Accueil > Les dossiers > De l’automne 2004 à l’automne-hiver 2005/2006, du n° 18 au 21 > N° 21 (automne-hiver 05/06) / figures de l’écologie politique > Révélateurs de conscience
édito
Révélateurs de conscience
vendredi 9 décembre 2005
Hermaphrodite par nature, sans filiation avec une identité internationale pas plus qu’avec une tradition politique nationale bien implantée, l’écologie politique a dû se forger ses sources d’influences intellectuelles... Mieux encore, devant l’inconsistance des programmes politiques existants au moment de sa tortueuse émergence, l’écologie s’est dotée de ses propres éléments doctrinaux et de ses propres méthodes d’actions -où le hasard des rencontres militantes explique souvent l’hybridation des modes de combat : de l’environnementalisme au tiers-mondisme, du féminisme au pacifisme...
L’écologie politique, comme le souligne Serge Moscovici, est un mouvement orienté par une "culture de vie", qui ne peut se contenter de suivre une quelconque loi historique, pas plus que d’horizons économiquement indépassables... Il existe donc bien des sources mais non une source intellectuelle de l’écologie. Sorte de chimère programmatique, elle constitue une tentative de conciliation -sans cesse questionnée, remise en cause, abandonnée puis redécouverte- d’options aussi disparates que l’autogestion, l’esprit libertaire, l’utopie révolutionnaire, ou bien encore un rationalisme directement hérité de ses origines environnementalistes, sans oublier bien sûr une écume spirituelle (ou tout au moins esthétisante) sur les rapports entre l’homme et la nature, mais aussi entre les hommes eux-mêmes.
Figures de l’écologie a été conçu comme un regard subjectif des influences intellectuelles de l’écologie, mais aussi des lieux et des moments de lutte, parfois de crise, qui ont scandé son histoire, présente ou passée. Une construction aussi faite d’absences, de femmes et d’hommes, de lieux de mémoire, d’évènements, etc., qui ont également contribué à cette histoire.

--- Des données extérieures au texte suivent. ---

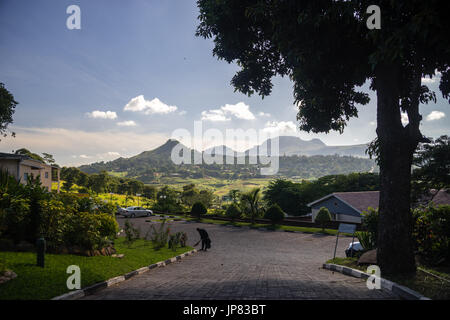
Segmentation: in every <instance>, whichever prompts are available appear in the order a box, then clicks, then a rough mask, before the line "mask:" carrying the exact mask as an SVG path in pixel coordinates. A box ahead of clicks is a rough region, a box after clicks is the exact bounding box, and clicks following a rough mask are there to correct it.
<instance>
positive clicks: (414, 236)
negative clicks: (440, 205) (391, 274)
mask: <svg viewBox="0 0 450 320" xmlns="http://www.w3.org/2000/svg"><path fill="white" fill-rule="evenodd" d="M413 217H414V222H415V223H414V229H413V239H414V242H415V247H416V252H417V254H418V255H419V256H420V258H421V260H422V262H423V263H425V264H428V265H432V266H435V265H441V264H445V263H447V264H448V263H449V262H450V205H441V206H438V207H433V206H430V207H426V208H419V209H416V210H414V212H413Z"/></svg>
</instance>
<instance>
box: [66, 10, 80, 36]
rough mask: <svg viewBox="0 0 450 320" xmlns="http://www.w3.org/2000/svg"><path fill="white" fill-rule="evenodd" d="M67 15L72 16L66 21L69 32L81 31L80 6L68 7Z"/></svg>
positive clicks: (68, 18) (68, 17) (66, 26)
mask: <svg viewBox="0 0 450 320" xmlns="http://www.w3.org/2000/svg"><path fill="white" fill-rule="evenodd" d="M66 13H67V14H70V16H69V17H67V20H66V27H67V29H69V30H74V29H77V30H79V29H81V9H80V7H79V6H77V5H75V4H72V5H70V6H68V7H67V9H66Z"/></svg>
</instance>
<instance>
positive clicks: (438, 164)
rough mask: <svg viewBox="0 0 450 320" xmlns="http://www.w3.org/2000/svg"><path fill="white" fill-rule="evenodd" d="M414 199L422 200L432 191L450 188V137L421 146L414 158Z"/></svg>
mask: <svg viewBox="0 0 450 320" xmlns="http://www.w3.org/2000/svg"><path fill="white" fill-rule="evenodd" d="M413 165H414V166H415V167H416V168H415V169H414V170H413V173H412V180H413V181H412V198H413V200H414V201H418V200H420V198H421V197H422V196H426V195H428V193H429V191H430V190H431V189H437V190H440V189H446V188H450V137H449V136H447V135H443V136H441V137H439V138H438V139H436V140H435V141H431V142H429V143H422V144H420V145H419V147H418V149H417V151H416V154H415V156H414V162H413Z"/></svg>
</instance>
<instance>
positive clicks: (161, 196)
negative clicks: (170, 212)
mask: <svg viewBox="0 0 450 320" xmlns="http://www.w3.org/2000/svg"><path fill="white" fill-rule="evenodd" d="M159 198H160V199H166V198H167V196H166V195H164V194H162V195H160V196H159ZM163 208H164V213H166V211H167V210H166V202H165V201H164V206H163Z"/></svg>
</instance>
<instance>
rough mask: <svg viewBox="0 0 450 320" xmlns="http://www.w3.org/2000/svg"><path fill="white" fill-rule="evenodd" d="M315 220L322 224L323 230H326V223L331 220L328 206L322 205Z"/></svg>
mask: <svg viewBox="0 0 450 320" xmlns="http://www.w3.org/2000/svg"><path fill="white" fill-rule="evenodd" d="M315 221H316V222H317V223H318V224H320V225H321V226H322V231H324V230H325V224H326V223H327V222H329V221H331V214H330V211H328V209H327V208H325V207H321V208H320V209H319V212H318V213H317V216H316V219H315Z"/></svg>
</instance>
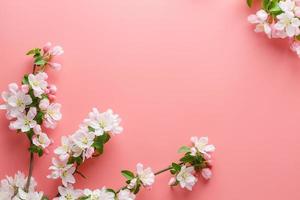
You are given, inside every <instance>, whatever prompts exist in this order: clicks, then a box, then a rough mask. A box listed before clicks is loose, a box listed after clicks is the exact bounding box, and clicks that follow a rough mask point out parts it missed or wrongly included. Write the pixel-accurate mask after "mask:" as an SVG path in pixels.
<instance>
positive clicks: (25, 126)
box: [9, 107, 37, 132]
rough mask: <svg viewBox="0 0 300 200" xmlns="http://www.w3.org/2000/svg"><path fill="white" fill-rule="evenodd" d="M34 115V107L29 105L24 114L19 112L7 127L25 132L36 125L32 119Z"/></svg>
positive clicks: (35, 115) (35, 123)
mask: <svg viewBox="0 0 300 200" xmlns="http://www.w3.org/2000/svg"><path fill="white" fill-rule="evenodd" d="M35 116H36V108H35V107H31V108H30V109H29V111H28V113H27V114H26V115H25V114H23V113H22V114H20V115H19V116H18V117H17V120H16V121H13V122H11V123H10V125H9V127H10V128H11V129H12V130H21V131H22V132H27V131H29V130H30V129H31V128H34V127H35V126H36V125H37V123H36V121H35V120H34V118H35Z"/></svg>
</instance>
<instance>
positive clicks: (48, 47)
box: [43, 42, 52, 53]
mask: <svg viewBox="0 0 300 200" xmlns="http://www.w3.org/2000/svg"><path fill="white" fill-rule="evenodd" d="M51 46H52V44H51V42H47V43H46V44H45V45H44V47H43V51H44V53H47V52H48V51H49V50H50V48H51Z"/></svg>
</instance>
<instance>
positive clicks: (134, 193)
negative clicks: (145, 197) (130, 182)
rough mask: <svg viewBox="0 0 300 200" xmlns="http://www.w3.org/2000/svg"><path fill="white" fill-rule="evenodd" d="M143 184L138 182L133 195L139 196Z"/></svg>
mask: <svg viewBox="0 0 300 200" xmlns="http://www.w3.org/2000/svg"><path fill="white" fill-rule="evenodd" d="M140 187H141V183H140V182H139V181H138V182H137V184H136V187H135V188H134V189H133V194H137V193H138V192H139V191H140Z"/></svg>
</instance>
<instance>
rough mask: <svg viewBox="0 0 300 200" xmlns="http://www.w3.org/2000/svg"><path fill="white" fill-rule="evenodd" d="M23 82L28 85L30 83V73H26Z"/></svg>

Il s’agit donc d’un kaléidoscope, d’un relevé topographique, d’un carottage à travers le temps et l’espace de sources théoriques, de figures qui ont contribué à construire un espace autonome de réflexion, mettant au centre les conditions d’une survie planétaire de l’espère humaine, et avec elle, de tous les non-humains. Mais ils sont peu nombreux ces précurseurs de l’écologie politique ! Le culte des "ancêtres" n’a pas encore eu le temps de s’instituer. Ces proches "ancêtres" sont bien des "révélateurs de conscience", pas des directeurs de conscience. Par leur vécu, leurs écrits, leurs interventions, ils témoignent de la sincérité et de la continuité de l’engagement, traçant des lignes de fuite, formant autant de point de repères, de nœuds de contestation et de remise en cause, de convivialité aussi. Ce numéro est donc bien une invitation au voyage dans le proche passé de l’écologie, mais aussi dans les espoirs qu’il ouvre pour l’avenir.
Nous ne pouvions terminer cet éditorial sans rendre hommage à Anne-Marie Marchetti qui nous a quitté le 13 octobre dernier. Auteure notamment de Perpétuité : le temps infini des longues peines (Plon, 2001) et de Pauvretés en prison (Eres, 1997) ; nous avions publié dans le n°15 d’EcoRev’ "Enfermement de la misère, misère de l’enfermement", son intervention au colloque de l’association "Droits d’Urgence : pauvreté et accès au droit".
C’est surtout de son engagement dont nous nous souviendrons. Elle n’aura de cesse de rappeler que ce sont les plus pauvres que l’on met en prison et de dénoncer la prison comme enclave totalitaire où les droits des personnes n’existent plus. Mais aussi, engagement indéfectible auprès de ceux qui au quotidien survivent en détention. Elle restera, pour celles et ceux qui l’ont connu un exemple de chercheuse engagée.
Va, Anne-Marie, vers les temps infinis de notre peine.